Sovereign infrastructure (£10bn upfront, £2bn/year)
GPU megaclusters, co-financed semiconductor fabs, and a DARPA-scale Super-ARIA are the minimum viable system. Right now, Britain has neither compute nor chips. That’s why Microsoft and Nvidia can dictate terms.
And £10bn is peanuts compared to the leverage it buys: a sovereign compute base that researchers, firms, and government can access on national terms, not rented at hyperscaler rates.
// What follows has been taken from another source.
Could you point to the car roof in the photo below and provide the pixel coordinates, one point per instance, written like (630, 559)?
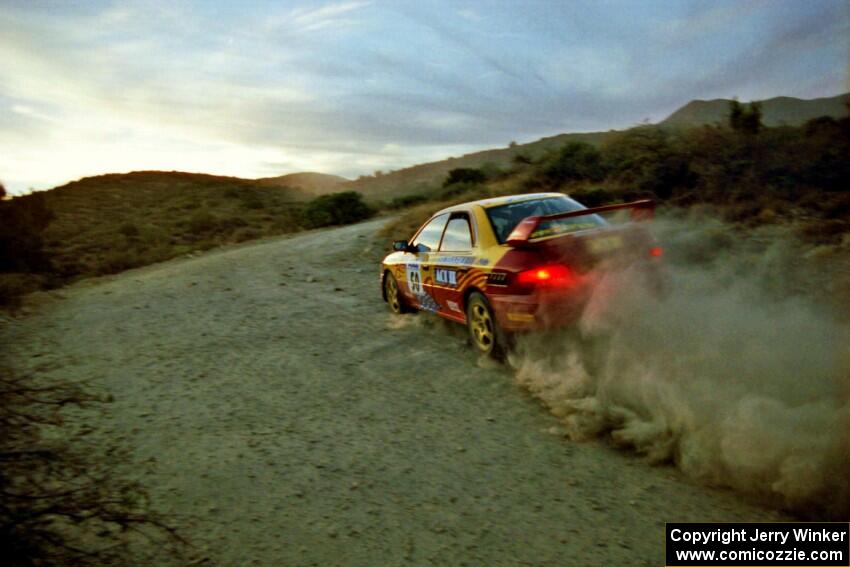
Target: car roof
(498, 201)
Co-financed fabs would stop Britain from being permanently hostage to Taiwan and Arizona supply chains. A Super-ARIA is how you turn moonshots into reality: a small, elite, DARPA-style body empowered to run £1bn a year in high-risk projects with zero Whitehall bureaucracy. Infrastructure is boring, which is why ministers ignore it. But without it, Britain will remain the branch office of US tech.
The Autumn 2025 budget is the inflection point. Miss it, and Labour hardwires dependency until 2030 and beyond.
The bottom line
The Technology Prosperity deal makes Britain useful, not independent. Useful to Washington, because it secures Europe’s on-ramp for US AI. Useful to Brussels, because until it builds its own sovereign corridors, it has to treat London as somewhat indispensable.
But usefulness to others is not sovereignty: it is leverage traded upward for profile, jobs, and prestige. Britain has bet that centrality is enough. If the grids hold, if the GPUs arrive, and if nuclear timelines don’t slip, it will hold the inside track among European compute hosts. If not, history will read it for what it is: dependency rebranded as sovereignty.
The choice is brutal: either Britain grows up and builds a trillion-dollar system of its own, or it becomes the WeWork of US AI power in Europe: big glass offices, lots of headlines, but no real control.